C’était il n’y a pas si longtemps, trente ans à peine, c’est rien, et c’était là, à quelques heures, une heure même, de nous. C’était une guerre, c’était un nettoyage ethnique, celle et celui de Bosnie-Herzégovine qui auront duré plusieurs années, tranquilles. Et c’est en juillet 1995 qu’aura lieu ce qui est considéré comme "le pire massacre commis en Europe depuis la fin de la Seconde Guerre mondiale" : celui de Srebrenica. Plus de 8 000 hommes y seront tués sans que le contingent néerlandais de l’ONU, alors sur place, ne puisse intervenir. C’est dans ce cauchemar qu’Aïda, professeure d’anglais bosniaque, a été réquisitionnée pour servir d’interprète entre les Casques bleus et les milliers d’habitants de Srebrenica fuyant l’arrivée de l’armée Serbe et venus trouver refuge, à quelques kilomètres de la ville, dans le camp opérationnel de l’ONU qui se révèlera être une souricière, et une belle.

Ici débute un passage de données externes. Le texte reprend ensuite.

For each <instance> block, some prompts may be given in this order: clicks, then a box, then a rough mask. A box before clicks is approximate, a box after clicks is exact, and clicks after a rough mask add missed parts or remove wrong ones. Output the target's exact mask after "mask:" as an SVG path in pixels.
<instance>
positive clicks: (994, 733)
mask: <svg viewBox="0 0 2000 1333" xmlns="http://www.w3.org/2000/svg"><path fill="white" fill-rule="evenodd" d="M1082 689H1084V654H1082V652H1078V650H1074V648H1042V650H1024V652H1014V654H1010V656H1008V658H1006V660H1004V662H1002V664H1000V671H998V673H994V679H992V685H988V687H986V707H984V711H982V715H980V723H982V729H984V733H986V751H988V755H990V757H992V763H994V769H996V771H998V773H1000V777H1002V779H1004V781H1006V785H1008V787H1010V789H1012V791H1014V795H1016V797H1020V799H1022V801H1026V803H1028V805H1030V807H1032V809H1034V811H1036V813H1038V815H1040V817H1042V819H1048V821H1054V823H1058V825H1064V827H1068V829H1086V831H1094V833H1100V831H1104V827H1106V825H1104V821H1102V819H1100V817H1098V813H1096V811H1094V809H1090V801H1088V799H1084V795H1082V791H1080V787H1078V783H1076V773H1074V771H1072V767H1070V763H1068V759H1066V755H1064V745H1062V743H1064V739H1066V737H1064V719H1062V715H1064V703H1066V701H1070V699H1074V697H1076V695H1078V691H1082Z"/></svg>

C’est dans ce cauchemar qu’Aïda (prodigieuse Jasna Đuričić) devra également tenter de sauver son époux et ses deux fils, coincés derrière les grilles du camp au cœur de cette foule terrorisée, attendant qu’on la protège et la préserve du pire, et promis tous les trois, comme tant d’autres, à une mort certaine. Aïda, c’est une lionne. C’est une louve qui bataille, court, remue, défend, couve. Entre sa mission officielle et son acharnement pour la survie de sa famille, elle assiste, aussi impuissante que ces Casques bleus dépassés par le drame qui se joue et dans l’impossibilité, par quelques commandements illusoires et déraillements logistiques, à agir, à la lente inéluctabilité de l’horreur qui vient.

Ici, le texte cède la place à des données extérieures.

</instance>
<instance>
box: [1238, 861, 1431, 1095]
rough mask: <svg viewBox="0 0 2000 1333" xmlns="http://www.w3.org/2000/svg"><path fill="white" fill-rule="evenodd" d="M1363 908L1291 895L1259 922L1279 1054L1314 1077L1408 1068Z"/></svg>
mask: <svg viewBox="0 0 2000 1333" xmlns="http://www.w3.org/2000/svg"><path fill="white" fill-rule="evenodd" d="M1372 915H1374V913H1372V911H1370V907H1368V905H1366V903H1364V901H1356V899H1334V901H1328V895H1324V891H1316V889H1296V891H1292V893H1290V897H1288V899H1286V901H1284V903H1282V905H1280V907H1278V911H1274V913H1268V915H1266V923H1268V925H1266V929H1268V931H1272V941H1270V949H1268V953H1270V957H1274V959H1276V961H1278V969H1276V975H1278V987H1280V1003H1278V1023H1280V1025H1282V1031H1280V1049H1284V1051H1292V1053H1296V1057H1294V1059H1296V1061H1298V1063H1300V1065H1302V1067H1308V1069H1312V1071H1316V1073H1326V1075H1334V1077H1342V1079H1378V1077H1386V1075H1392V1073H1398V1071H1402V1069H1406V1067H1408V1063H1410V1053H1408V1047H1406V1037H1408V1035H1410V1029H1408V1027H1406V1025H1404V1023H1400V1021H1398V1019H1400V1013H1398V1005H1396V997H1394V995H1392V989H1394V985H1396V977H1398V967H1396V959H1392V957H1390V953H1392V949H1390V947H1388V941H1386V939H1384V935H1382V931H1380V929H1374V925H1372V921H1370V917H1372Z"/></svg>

Jasmila Žbanić a trouvé le ton juste pour mêler l’infiniment intime aux ténèbres de l’Histoire et de notre époque, refusant le sensationnel (les exactions, filmées hors-champ, n’en restent pas moins glaçantes), l’apitoiement ou la surenchère ("Je me sentais investie d'une immense responsabilité s’agissant de la manière dont j’allais raconter ces événements", a-t-elle expliqué). Et, surtout, offrir un travail (ou devoir, qu’importe) de mémoire sur la tragédie (d’autant que l’existence du massacre de Srebrenica continue d’être niée par plusieurs hommes politiques bosniaques, essentiellement d’extrême-droite) et auprès des victimes comme des survivant·e·s.
"Il ne s’agit pas que de la Bosnie ou des Balkans, mais d’êtres humains et de notre comportement lorsque nous nous affranchissons de toute règle morale et quand nous anéantissons toute humanité", a précisé Žbanić. C’est une scène, sèche et terrible, qui d’ailleurs viendra résumer le mieux ce travail de mémoire envers ces femmes et ces hommes, et exprimera aussi, très sobrement, leur douleur et leur dignité. Scène où, dans une grande salle nue, ossements, vêtements et objets retrouvés dans les charniers sont minutieusement rangés et exposés pour que les femmes viennent identifier, et peut-être retrouver enfin, dans les cris et les larmes, la dépouille d’un mari, celle d’un fils, d’un père ou d’un frère (aujourd’hui encore, plus de 1 700 personnes sont toujours portées disparues).
Plus que tout, le film laisse, ultra prégnant en nous à la fin, ce sentiment lourd que rien n’a été retenu, que rien ne s’est apaisé (ce serait même le contraire), que rien n’a changé et que rien n’est amené à changer, et que l’Homme a encore de beaux jours devant lui pour se compromettre et se déshonorer. Marx l’a écrit : "Hegel fait quelque part cette remarque que tous les grands événements et personnages historiques se répètent pour ainsi dire deux fois. Il a oublié d’ajouter : la première fois comme une tragédie, la seconde fois comme farce". Une farce sordide rejouée deux fois, trois fois, quatre fois, cinq fois, sans cesse, et qui, en écho à une actualité mondiale plus sinistre que jamais, perpétue avec zèle oppressions en pagaille et génocides les doigts dans le nez au nom de la haine, de la religion et/ou du pouvoir, ces si grandes valeurs, chez beaucoup, qui s’assument désormais dans un sourire ou une éructation.